I'm not referring to his 2009 split with his wife, Elaine. That was gaudy enough to be covered on the gossip pages and resulted in her owning half his shares in Wynn Resorts, the publicly traded parent company of the Wynn and Encore casino-hotels on the Las Vegas Strip.

I'm talking about the much more intriguing breakup between Wynn and Kazuo Okada, his original partner in Wynn Resorts.

Hiltzik noted that it is the divorce-related division of the Wynn family assets that has made Okada “the largest single shareholder of Wynn Resorts, with nearly 20 percent.”

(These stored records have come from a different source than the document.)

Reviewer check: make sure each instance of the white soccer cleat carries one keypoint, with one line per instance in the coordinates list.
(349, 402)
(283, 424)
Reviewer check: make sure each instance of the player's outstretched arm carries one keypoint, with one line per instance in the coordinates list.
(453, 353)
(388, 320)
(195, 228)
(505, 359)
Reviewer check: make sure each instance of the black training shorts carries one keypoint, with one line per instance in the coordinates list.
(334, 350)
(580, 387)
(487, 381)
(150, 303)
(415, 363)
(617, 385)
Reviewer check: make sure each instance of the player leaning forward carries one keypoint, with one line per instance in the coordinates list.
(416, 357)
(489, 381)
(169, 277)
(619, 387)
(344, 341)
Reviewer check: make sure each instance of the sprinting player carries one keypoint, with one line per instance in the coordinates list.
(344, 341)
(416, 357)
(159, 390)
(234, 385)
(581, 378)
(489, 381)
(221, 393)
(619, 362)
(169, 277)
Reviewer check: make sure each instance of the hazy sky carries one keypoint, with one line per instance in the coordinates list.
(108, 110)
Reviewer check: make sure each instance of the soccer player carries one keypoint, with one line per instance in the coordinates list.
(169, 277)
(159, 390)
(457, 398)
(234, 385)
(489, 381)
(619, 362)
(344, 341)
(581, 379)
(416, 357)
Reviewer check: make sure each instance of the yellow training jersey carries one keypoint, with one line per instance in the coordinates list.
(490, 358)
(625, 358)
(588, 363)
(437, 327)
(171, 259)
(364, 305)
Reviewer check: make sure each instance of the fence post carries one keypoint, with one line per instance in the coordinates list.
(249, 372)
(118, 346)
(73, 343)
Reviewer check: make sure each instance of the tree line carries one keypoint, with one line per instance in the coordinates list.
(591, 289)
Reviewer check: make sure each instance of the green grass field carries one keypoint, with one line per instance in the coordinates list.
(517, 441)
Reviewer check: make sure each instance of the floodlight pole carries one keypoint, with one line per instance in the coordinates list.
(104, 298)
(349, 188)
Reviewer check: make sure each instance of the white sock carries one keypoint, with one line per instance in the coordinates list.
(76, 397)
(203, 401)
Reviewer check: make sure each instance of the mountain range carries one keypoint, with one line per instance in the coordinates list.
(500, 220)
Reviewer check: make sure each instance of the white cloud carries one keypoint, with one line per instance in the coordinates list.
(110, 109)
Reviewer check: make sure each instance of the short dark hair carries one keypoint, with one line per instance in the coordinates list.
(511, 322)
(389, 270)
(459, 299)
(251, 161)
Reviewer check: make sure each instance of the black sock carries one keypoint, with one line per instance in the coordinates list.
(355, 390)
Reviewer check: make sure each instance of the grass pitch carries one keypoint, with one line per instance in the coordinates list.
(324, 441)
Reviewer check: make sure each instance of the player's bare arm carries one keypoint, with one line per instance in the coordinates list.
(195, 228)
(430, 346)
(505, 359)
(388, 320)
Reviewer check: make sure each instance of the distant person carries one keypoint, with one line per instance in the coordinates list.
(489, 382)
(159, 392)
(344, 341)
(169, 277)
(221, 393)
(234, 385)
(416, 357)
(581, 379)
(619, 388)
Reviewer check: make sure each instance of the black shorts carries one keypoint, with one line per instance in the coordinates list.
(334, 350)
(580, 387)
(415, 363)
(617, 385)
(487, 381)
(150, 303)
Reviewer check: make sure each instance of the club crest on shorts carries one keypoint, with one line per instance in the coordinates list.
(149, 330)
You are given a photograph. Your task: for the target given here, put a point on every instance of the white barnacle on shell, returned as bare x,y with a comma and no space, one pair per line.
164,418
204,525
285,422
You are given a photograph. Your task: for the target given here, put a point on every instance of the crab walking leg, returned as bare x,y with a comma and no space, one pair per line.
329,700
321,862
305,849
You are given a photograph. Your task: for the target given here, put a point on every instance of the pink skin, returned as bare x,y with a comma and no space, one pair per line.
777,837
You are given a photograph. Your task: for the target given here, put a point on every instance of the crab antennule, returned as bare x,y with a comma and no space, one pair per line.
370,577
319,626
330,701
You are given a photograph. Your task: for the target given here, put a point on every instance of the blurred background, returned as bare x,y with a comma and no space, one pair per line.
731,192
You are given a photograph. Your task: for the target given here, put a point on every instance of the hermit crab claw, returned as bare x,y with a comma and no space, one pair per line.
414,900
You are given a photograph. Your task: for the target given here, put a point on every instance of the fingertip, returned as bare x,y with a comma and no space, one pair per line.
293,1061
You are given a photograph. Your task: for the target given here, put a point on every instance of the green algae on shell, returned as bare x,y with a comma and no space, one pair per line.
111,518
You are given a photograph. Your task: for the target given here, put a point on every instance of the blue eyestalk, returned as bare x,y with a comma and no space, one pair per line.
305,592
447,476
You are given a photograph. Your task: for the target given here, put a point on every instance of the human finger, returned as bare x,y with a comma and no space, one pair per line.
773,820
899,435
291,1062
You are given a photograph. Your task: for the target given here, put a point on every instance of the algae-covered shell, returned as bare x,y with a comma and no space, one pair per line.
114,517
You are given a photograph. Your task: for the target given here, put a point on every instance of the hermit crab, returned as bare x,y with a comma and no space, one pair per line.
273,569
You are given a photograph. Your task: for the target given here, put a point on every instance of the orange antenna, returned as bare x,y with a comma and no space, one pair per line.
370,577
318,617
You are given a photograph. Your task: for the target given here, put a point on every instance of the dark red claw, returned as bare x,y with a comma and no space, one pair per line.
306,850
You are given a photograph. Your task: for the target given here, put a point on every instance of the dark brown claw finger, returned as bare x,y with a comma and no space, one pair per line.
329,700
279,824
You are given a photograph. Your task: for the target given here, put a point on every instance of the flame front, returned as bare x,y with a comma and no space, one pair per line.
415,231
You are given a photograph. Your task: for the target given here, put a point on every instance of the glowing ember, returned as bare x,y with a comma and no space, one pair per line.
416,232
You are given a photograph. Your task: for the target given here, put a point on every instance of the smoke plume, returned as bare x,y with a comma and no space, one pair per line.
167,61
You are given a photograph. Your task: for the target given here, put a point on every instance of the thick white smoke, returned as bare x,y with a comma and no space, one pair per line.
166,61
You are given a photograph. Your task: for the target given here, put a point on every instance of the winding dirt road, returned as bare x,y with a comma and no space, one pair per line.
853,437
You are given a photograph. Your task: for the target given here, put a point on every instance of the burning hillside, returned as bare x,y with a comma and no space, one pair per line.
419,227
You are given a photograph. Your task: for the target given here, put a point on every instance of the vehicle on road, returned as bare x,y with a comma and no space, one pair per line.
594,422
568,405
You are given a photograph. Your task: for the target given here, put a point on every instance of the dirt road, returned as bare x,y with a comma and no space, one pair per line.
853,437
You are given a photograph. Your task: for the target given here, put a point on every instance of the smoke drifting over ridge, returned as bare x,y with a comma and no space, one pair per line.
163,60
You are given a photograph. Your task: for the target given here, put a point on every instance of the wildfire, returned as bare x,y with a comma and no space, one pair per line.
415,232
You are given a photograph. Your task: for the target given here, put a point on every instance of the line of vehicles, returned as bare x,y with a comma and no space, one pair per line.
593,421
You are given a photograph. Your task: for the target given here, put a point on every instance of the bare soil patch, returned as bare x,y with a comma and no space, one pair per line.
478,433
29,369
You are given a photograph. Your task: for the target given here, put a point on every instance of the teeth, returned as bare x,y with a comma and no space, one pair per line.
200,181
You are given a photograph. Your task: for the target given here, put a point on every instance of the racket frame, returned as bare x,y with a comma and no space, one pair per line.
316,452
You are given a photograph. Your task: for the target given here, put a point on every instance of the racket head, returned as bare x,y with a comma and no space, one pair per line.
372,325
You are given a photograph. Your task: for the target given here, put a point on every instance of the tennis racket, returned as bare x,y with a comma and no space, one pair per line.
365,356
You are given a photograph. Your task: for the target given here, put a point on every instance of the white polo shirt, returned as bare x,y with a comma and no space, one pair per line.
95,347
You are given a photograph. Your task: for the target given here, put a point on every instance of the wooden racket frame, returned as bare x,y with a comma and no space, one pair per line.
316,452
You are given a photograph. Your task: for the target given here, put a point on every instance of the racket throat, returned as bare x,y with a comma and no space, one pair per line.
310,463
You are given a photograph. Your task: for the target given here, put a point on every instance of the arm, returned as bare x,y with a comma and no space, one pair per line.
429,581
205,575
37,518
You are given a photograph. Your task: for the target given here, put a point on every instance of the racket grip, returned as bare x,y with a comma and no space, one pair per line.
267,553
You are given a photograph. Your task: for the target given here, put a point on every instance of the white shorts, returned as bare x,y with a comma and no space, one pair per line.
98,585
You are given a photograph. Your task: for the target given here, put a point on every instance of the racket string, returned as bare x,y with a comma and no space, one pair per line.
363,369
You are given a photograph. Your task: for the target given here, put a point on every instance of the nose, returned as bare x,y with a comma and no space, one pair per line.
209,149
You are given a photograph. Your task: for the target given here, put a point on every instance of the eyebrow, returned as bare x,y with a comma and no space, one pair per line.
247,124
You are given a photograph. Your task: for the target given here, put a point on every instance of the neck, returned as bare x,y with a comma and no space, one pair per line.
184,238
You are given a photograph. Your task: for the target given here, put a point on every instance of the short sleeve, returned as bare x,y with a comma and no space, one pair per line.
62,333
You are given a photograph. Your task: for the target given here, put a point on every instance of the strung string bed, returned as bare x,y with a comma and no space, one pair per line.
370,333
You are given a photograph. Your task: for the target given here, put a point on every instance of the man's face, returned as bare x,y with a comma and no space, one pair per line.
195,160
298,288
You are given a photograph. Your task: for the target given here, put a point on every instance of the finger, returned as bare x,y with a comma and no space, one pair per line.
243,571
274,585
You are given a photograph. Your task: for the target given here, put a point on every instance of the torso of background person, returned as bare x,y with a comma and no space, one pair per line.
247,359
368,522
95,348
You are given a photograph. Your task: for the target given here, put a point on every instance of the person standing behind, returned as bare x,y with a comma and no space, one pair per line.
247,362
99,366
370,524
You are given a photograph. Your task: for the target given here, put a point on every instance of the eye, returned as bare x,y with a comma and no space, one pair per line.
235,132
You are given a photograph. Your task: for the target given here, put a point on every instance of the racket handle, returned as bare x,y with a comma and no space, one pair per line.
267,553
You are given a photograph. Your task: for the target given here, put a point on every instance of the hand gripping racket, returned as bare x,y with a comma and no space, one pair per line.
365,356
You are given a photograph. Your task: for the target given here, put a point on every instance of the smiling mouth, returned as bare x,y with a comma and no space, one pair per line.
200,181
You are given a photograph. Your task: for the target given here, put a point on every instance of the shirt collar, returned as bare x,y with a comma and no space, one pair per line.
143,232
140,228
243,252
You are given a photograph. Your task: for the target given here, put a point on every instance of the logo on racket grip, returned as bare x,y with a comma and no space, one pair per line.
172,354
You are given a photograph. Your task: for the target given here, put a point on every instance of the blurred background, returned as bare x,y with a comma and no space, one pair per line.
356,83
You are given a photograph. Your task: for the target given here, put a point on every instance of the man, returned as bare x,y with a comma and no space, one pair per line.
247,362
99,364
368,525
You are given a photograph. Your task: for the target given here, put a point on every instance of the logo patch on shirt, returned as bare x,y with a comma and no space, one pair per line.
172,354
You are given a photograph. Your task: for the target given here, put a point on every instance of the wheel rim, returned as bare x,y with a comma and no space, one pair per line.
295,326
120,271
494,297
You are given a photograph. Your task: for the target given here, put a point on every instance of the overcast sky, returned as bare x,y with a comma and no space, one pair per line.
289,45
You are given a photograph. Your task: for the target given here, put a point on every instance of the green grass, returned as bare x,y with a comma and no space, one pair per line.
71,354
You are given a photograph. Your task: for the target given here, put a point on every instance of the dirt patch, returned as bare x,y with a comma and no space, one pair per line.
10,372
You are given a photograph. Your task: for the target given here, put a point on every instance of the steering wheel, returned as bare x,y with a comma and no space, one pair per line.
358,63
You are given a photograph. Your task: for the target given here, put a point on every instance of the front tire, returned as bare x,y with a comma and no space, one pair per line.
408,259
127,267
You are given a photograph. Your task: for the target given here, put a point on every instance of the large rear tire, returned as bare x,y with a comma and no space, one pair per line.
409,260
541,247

Here is just a portion of the juicy details surrounding the Wynn-Okada battle as presented by Hiltzik: 

Okada observes that the donation to the university, which is a public institution occupying government-owned land, will be spread out in annual pieces through 2022 - which happens to be the year when foreign licenses to operate casinos in Macao come up for renewal.

This is no modest or routine disbursement. Okada, who voted against the donation as a board member of both Wynn Resorts and Wynn Macao, the Hong Kong-listed subsidiary through which it was made, says it was "unprecedented in the annals of that university." At the time it was disclosed, news reports in the Far East described it as the largest single donation ever made by a Hong Kong-listed company.

Wynn, himself, referred to that donation as a sign of his company's dedication "to the education of the people of Macao."

The value of the donation was charged against revenue for the second quarter of 2011, resulting in a rather steep decline. 

Hiltzik surmises: 

Maybe the charitable needs of university youth in Macao are more pressing. Or maybe some other need is involved.

The gaming industry has long contended that its skeevy ethical record was relegated to history's dustbin when mob-connected figures yielded ownership of Las Vegas casinos to upstanding, publicly traded corporations, such as Hilton and MGM Mirage.